I can give you a first hand insight — they never ever work. You are trying to collect a debt of honor from someone who has usually demonstrated they have no honor.I have acquired that insight based upon being a full tuition non-scholarship student.The better approach is a “hold back” provision wherein a fund is held for such contingencies for a period of 12 months after closing.But beware, it cuts both ways.If one does the best DD possible, some of these horribles can be evaporated.
Sorry, I should have been more specific with my question. Should the VC participate in the indemnification or is the indemnificaiton solely responsibility of the founders?
to use JLM’s words “if you go to the pay window, you share in theliabilities associated with that”
***Anyone starting a company would do well to immerse themselves in these posts and the comments. Its all free advice and guidance from top quality contributors.That said – we just went through a lengthy process that ended unsuccessfully and has had a material adverse effect on the company. The purchaser was one of the worlds largest in our category – as such it was impossible to impose a break up arrangement.
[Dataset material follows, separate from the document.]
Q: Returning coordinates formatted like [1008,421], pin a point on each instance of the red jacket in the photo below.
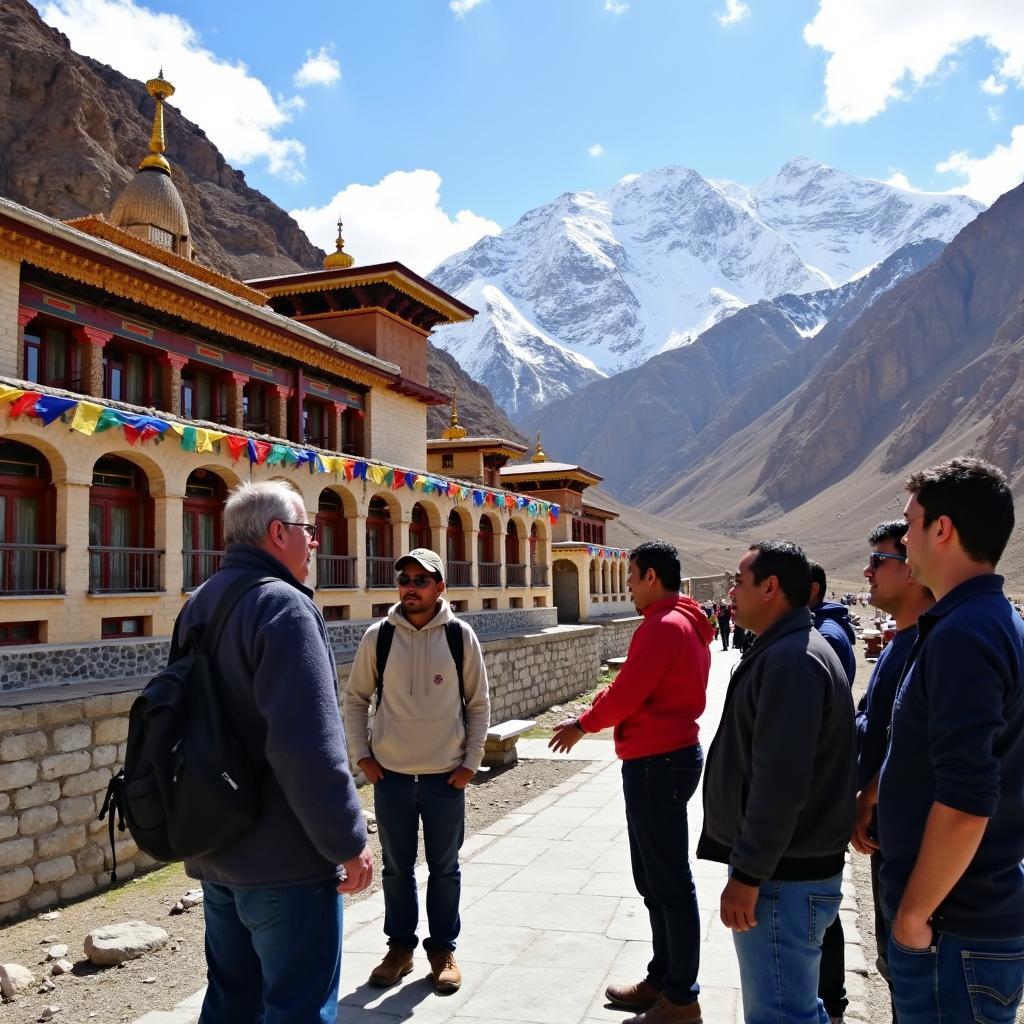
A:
[659,692]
Whats more we were restricted by confidentiality provisions (they even insisted on 3 of us in management signing personal provisions) and had a terms sheet from 2 PE firms that we had to walk away from.At the end of the process we re-visited with the PE firms who showed far less interest. the convertible notes then imposed a re-cap and wiped out the majority of the equity for us founders.It can be very tricky navigating these issues – be sure to have a great lawyer – and a strong board that can bring influence.
ugh. i am really sorry to hear this mark.
hey if everything in life were a success – there wouldn’t be much to talk about right!
“Antitrust is a Bitch.”- The words of one VC when asked about the breakdown of negotiations over Google’s proposed purchase of Groupon.One issue that might be added to this post is that the “seriousness” of the buyer is no longer the only issue a seller needs to worry about. A seller also needs to carefully review the regulatory hurdles for the transaction – if they are steep, a company needs some assurances that the buyer will actually try to overcome any resistance along the way. When your buyer has a dominant share of some market (even if it’s not YOUR market), regulators in Europe and the US are getting involved with increasing frequency. You should make sure that your lawyers spend some time analyzing the deal from this perspective.
Yeah. That was last week’s MBA Mondays post
Doh! Not sure how I missed that one…but, yes, you already nailed it 🙂
It is worth noting that the Takeover Panel in the UK is looking to banish all break fees and deal protections on the grounds that they unfairly empower the buyer and punish a bid target.Needless to say the private equity and VC community are up in arms about it – because they rely on break fees to cover the cost of locking in financing in case the target walks away.http://www.efinancialnews.c…
If seller: “The maximum the buyer will accept”If buyer: “The minimum the seller will accept”
I know I’ve written this before but it still cracks me up.If you’re AdMob, apparently you just subtract $50MM from the $750MM Google has offered you and make that the breakup fee.I still can’t believe Google signed it, but they apparently wanted to steal AdMob from Steve Jobs so very badly…
You’d likely generally start asking for 3-5% of deal value, which would be the upper end of the boundaries for large, public deals for Delaware corporate law reasons. But at an LOI stage, realistically you’d be looking for good faith type money would cover your out of pocket costs.The problem will be that the buyer will then likely ask the seller for the same or something similar, since typically the buyer’s out of pocket costs in diligence far outstrip the seller’s and deals fall apart just as often for seller issues/problems as buyer reluctance.If you don’t think the buyer is serious, don’t go exclusive or go exclusive for a short time to make sure they engage.
was the breakup fee disclosed publicly?
Heavily rumored and Eric Schmidt declined to deny it on more than one occasion, I read.